The expression of ABO antigens on the surface of RBCs is regulated by ABO gene-encoded ABO transferase activity after the formation of the H antigen. The molecular mechanisms that control the expression of the ABO blood group antigens along with erythroid differentiation are one of the most important subjects of study in transfusion science.

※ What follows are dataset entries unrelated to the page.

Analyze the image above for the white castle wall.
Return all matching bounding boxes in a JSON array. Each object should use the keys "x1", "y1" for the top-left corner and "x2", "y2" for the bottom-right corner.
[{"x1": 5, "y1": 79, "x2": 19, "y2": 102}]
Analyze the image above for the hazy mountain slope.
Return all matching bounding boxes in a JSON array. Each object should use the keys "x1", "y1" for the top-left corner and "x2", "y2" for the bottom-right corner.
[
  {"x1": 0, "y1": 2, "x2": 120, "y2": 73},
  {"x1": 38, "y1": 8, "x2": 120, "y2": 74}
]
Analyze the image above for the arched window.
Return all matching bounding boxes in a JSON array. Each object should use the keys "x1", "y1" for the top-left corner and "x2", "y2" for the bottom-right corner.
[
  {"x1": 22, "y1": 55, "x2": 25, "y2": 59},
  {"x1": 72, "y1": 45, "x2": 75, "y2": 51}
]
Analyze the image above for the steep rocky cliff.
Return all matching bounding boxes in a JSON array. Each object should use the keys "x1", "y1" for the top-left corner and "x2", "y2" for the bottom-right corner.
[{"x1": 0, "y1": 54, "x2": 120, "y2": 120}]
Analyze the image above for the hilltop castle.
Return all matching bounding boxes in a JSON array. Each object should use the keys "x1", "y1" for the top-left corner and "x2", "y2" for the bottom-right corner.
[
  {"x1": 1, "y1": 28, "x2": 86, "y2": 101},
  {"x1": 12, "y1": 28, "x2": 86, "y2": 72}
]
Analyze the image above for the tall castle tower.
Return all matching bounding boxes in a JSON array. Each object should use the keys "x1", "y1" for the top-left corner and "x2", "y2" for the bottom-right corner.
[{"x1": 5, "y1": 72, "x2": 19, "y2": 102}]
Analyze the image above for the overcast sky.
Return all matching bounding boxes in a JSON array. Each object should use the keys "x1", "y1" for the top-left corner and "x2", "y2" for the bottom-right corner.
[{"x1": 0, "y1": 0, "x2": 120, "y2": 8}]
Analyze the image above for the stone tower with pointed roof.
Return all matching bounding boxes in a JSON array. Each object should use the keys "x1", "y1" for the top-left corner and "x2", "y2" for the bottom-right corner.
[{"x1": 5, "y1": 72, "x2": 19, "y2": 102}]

FUT1(H), ABO, and beta 2-microglobulin mRNA were determined by semiquantitative RT-PCR from 27 hematopoietic cultured cell lines showing various differentiation stages and cell lineages and normal PBMNCs. The expression level of each cell was analyzed with computer software (Image, NIH) and was shown as the ratio of ABO mRNA or H mRNA to beta 2-microglobulin mRNA. The H antigen was also determined by immunocytochemical methods with flow cytometry in some cell lines. The highest expression of H mRNA was found in KOPM-28 and HEL cell lines and a lower expression was found in the mature cells. In contrast, it was observed that H antigen expression began at the level of HEL and PL-21 cells and increased with cell maturation. The highest expression of ABO mRNA was found in K-562 and KOPM-28 cell lines and it decreased along with cell maturation. Based on these results, it is concluded that the transcription of both H and ABO genes starts early in immature peripheral blood progenitor cells but gradually decreases during cellular maturation and also that the H antigen maintains a high level of expression thereafter. These results may reflect the active synthesis of H and ABO antigens in normal hematopoietic peripheral blood progenitor cells.